Black Basta / Who is the Black Basta hacking group that has stunned PC users around the world?

The Black Basta hacking group has threatened companies using Microsoft Teams worldwide with ransomware attacks. This group is emailing employees in the name of IT Help Desk and installing ransomware in their systems, which gives remote access to the system to hackers.

Vikrant Shekhawat : Oct 28, 2024, 03:40 PM
Black Basta: The Black Basta hacking group has created a stir among PC and laptop users around the world. This dangerous group is now making the Microsoft Teams video conferencing platform used in corporate companies its new target. Recently this group has threatened the employees of the companies with ransomware attack. This group of cyber criminals sends e-mails to employees in the name of "Microsoft Help Desk", which installs Black Basta ransomware in their system. Once the ransomware is installed, it takes over the remote access of the user's PC or laptop.

Who is the Black Basta hacking group?

ReliaQuest, an American cybersecurity company, has shared information about the Black Basta hacking group through Bleeping Computer. The group has been active since April 2022 and is carrying out ransomware attacks targeting corporates. The Black Basta hacking group is believed to be part of the Conti cybercrime syndicate network, which was shut down in June 2022. Now, this group is targeting big corporates globally, and demands ransom by encrypting their data.

How does Black Basta work?

Black Basta mainly targets corporate networks. For this, this hacking group uses social engineering techniques, which makes it easier to break into the high-security systems of companies. This group sends fake Microsoft Help Desk emails to employees, citing security-related issues and tempting them to click on a file or link.

As soon as the employee clicks on the link, the hackers persuade them to give access to AnyDesk or other remote desktop tools. After this, the hackers enter their system and take full access to the company's network and install Black Basta ransomware there.

Targeting employees in the name of IT Help Desk

The Black Basta hacking group contacts corporate employees in the name of IT Help Desk. For this, apart from email, they also resort to Microsoft Teams chat and one-on-one calls. Employees, thinking that they are talking to their company's real IT Help Desk, fall into the trap of hackers and give remote access to their system.
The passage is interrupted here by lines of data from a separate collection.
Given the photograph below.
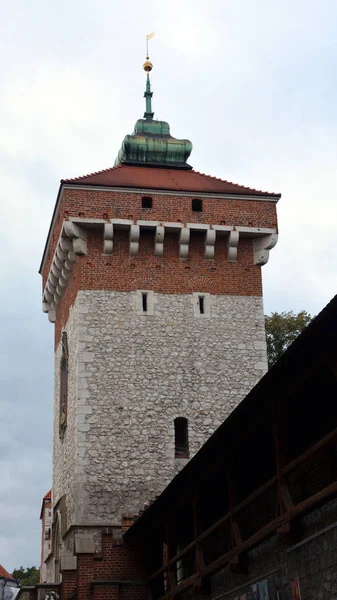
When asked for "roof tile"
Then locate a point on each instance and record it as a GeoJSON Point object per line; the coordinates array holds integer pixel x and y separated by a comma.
{"type": "Point", "coordinates": [164, 179]}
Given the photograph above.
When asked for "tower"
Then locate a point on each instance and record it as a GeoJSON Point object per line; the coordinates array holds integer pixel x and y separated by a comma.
{"type": "Point", "coordinates": [152, 276]}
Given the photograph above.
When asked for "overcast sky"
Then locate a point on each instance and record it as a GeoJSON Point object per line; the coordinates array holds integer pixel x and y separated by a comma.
{"type": "Point", "coordinates": [252, 83]}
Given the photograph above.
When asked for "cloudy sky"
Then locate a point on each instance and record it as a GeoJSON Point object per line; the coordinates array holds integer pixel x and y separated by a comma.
{"type": "Point", "coordinates": [251, 82]}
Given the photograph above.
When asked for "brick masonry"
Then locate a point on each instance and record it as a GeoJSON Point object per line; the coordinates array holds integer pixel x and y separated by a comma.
{"type": "Point", "coordinates": [130, 375]}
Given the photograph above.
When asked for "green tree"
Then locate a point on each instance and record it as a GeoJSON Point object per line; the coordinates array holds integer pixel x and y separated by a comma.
{"type": "Point", "coordinates": [281, 330]}
{"type": "Point", "coordinates": [28, 576]}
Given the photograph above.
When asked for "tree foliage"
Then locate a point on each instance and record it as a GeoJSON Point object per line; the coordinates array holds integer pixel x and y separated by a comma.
{"type": "Point", "coordinates": [28, 576]}
{"type": "Point", "coordinates": [281, 330]}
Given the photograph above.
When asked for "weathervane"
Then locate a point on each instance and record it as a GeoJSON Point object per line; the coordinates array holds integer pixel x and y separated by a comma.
{"type": "Point", "coordinates": [148, 37]}
{"type": "Point", "coordinates": [147, 66]}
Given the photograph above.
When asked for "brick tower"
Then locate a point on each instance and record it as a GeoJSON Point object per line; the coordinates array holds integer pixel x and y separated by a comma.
{"type": "Point", "coordinates": [152, 276]}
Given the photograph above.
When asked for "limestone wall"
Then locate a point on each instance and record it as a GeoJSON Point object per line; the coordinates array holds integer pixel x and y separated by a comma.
{"type": "Point", "coordinates": [65, 466]}
{"type": "Point", "coordinates": [136, 374]}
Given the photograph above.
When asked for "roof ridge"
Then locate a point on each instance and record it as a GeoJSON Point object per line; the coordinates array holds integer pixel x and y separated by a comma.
{"type": "Point", "coordinates": [91, 174]}
{"type": "Point", "coordinates": [246, 187]}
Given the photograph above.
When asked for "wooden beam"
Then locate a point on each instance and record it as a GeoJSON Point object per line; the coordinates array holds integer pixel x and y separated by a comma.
{"type": "Point", "coordinates": [329, 438]}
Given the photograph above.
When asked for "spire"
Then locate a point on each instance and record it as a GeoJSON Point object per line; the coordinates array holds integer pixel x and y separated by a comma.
{"type": "Point", "coordinates": [147, 66]}
{"type": "Point", "coordinates": [151, 143]}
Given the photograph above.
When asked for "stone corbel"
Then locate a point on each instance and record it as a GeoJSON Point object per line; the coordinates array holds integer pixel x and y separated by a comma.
{"type": "Point", "coordinates": [77, 235]}
{"type": "Point", "coordinates": [159, 241]}
{"type": "Point", "coordinates": [184, 242]}
{"type": "Point", "coordinates": [72, 242]}
{"type": "Point", "coordinates": [210, 238]}
{"type": "Point", "coordinates": [134, 240]}
{"type": "Point", "coordinates": [262, 245]}
{"type": "Point", "coordinates": [108, 238]}
{"type": "Point", "coordinates": [232, 245]}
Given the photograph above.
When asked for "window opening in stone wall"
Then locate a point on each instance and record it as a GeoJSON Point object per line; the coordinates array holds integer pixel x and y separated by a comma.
{"type": "Point", "coordinates": [202, 305]}
{"type": "Point", "coordinates": [197, 205]}
{"type": "Point", "coordinates": [64, 383]}
{"type": "Point", "coordinates": [181, 438]}
{"type": "Point", "coordinates": [146, 202]}
{"type": "Point", "coordinates": [144, 302]}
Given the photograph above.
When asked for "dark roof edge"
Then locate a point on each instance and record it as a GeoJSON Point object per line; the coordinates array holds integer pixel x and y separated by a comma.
{"type": "Point", "coordinates": [50, 228]}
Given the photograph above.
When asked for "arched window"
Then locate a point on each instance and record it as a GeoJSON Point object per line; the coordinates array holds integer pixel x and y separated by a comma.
{"type": "Point", "coordinates": [64, 383]}
{"type": "Point", "coordinates": [181, 438]}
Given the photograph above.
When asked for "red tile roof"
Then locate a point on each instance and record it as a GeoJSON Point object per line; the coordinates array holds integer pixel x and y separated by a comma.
{"type": "Point", "coordinates": [4, 573]}
{"type": "Point", "coordinates": [179, 180]}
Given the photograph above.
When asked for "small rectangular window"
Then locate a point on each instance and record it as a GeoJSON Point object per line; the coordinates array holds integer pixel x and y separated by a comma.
{"type": "Point", "coordinates": [197, 205]}
{"type": "Point", "coordinates": [146, 202]}
{"type": "Point", "coordinates": [181, 438]}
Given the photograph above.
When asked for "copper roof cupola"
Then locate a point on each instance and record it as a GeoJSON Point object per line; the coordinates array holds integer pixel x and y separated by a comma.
{"type": "Point", "coordinates": [151, 144]}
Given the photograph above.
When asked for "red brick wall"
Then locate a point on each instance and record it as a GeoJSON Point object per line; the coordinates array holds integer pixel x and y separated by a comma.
{"type": "Point", "coordinates": [168, 274]}
{"type": "Point", "coordinates": [109, 204]}
{"type": "Point", "coordinates": [117, 562]}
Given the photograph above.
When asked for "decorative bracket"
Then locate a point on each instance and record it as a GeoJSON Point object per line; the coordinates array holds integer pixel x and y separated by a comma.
{"type": "Point", "coordinates": [262, 245]}
{"type": "Point", "coordinates": [72, 242]}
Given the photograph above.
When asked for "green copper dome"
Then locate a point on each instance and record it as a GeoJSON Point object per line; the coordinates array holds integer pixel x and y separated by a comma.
{"type": "Point", "coordinates": [151, 144]}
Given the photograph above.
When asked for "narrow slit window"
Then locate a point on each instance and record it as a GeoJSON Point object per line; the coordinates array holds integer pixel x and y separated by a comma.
{"type": "Point", "coordinates": [197, 205]}
{"type": "Point", "coordinates": [64, 383]}
{"type": "Point", "coordinates": [181, 438]}
{"type": "Point", "coordinates": [146, 202]}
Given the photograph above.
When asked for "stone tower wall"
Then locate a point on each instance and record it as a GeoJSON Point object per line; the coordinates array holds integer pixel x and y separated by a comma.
{"type": "Point", "coordinates": [130, 374]}
{"type": "Point", "coordinates": [136, 374]}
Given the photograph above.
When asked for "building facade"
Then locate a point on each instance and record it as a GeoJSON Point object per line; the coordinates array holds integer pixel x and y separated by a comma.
{"type": "Point", "coordinates": [152, 277]}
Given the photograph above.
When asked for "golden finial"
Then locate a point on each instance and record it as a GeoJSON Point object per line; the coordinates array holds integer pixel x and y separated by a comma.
{"type": "Point", "coordinates": [148, 66]}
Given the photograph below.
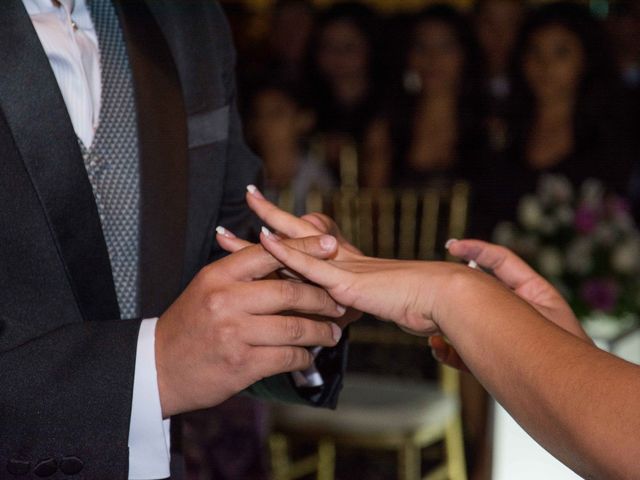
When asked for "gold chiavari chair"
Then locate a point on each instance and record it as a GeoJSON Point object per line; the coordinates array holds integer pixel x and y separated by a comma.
{"type": "Point", "coordinates": [375, 411]}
Once access to the system is gained, hackers install Black Basta ransomware and deeply infiltrate the company's network.

How to avoid Black Basta ransomware attack?

According to cyber security experts, the following measures can be taken to avoid threats like Black Basta:

Beware of fake IT Help Desk emails: Ignore any unknown email or Microsoft Teams request. Check the address of the email sender and confirm whether it is from a trusted source or not.

Do not give remote desktop access: Do not give remote access to any unknown person. If it is necessary, give access only after confirmation.

Keep security software and systems updated: Use good antivirus and anti-malware software on your PC and keep updating your system from time to time.

Make employees aware of security: Companies should tell their employees about the measures to avoid such cyber threats and make them aware.

Conclusion

The emergence of hacking groups like Black Basta shows that cyber criminals are constantly adopting new methods. Therefore, companies and their employees have to be alert and learn to identify such fake IT Help Desk requests. By following small cyber security precautions, these threats can be avoided and the security of companies' data can be ensured.